Comment by kstrauser
1 day ago
I prefer Forgejo, but both it and Gitea support actions like GitHub's. You can have a nice CI/CD pipeline that runs 100% in-house, for free. I adore it for personal projects.
1 day ago
I prefer Forgejo, but both it and Gitea support actions like GitHub's. You can have a nice CI/CD pipeline that runs 100% in-house, for free. I adore it for personal projects.
> You can have a nice CI/CD pipeline that runs 100% in-house, for free.
Interested! Some detail on how you achieve this for free would be great.
Well, Forgejo’s Actions are very similar to GitHub’s: https://forgejo.org/docs/latest/user/actions/actions/
If you want to run a process after each push to a branch or merge into main or whatever, you describe it in a YAML file in that repo. Configure some workers to run those actions and off you go! I use it for things like running tests and applying Terraform changes.
> Gitea support actions like GitHub's
Citation needed. nektos/act is for sure not "like GitHub's"
Here's Gitea's own comparison to GitHub's Actions: https://docs.gitea.com/usage/actions/comparison
Sure, it's not identical, and no one claims it is. I think it's defensibly like them, though.
Yes it is.
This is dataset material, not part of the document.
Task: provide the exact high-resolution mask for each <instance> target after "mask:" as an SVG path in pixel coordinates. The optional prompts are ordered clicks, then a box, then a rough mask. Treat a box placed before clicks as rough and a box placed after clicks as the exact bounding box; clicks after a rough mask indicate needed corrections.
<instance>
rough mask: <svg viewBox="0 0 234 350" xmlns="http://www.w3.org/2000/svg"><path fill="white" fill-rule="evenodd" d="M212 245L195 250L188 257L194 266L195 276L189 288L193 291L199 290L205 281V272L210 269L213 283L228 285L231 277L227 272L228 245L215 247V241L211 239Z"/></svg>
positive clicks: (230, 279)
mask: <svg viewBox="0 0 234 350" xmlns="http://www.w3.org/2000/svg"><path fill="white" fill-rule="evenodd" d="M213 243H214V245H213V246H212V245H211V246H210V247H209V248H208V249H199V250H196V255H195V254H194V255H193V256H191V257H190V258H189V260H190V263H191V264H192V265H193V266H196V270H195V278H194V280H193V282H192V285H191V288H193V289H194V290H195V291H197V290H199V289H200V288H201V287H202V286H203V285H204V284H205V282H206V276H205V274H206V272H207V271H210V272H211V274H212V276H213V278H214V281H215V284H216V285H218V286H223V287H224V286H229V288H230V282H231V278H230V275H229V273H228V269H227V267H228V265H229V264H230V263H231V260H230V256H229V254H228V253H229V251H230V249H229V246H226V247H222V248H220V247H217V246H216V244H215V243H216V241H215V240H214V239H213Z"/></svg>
It's not identical, but it is "like" it.
Most of my build config run on either platform (Gitea and Github) interchangeably.
We've run Gitea actions (and contributed here and there) for a couple of years, since-by-side with Github. We host in containers on the Gitea side so there are some marginal differences as to what can be run in a job, but our experience has been very positive.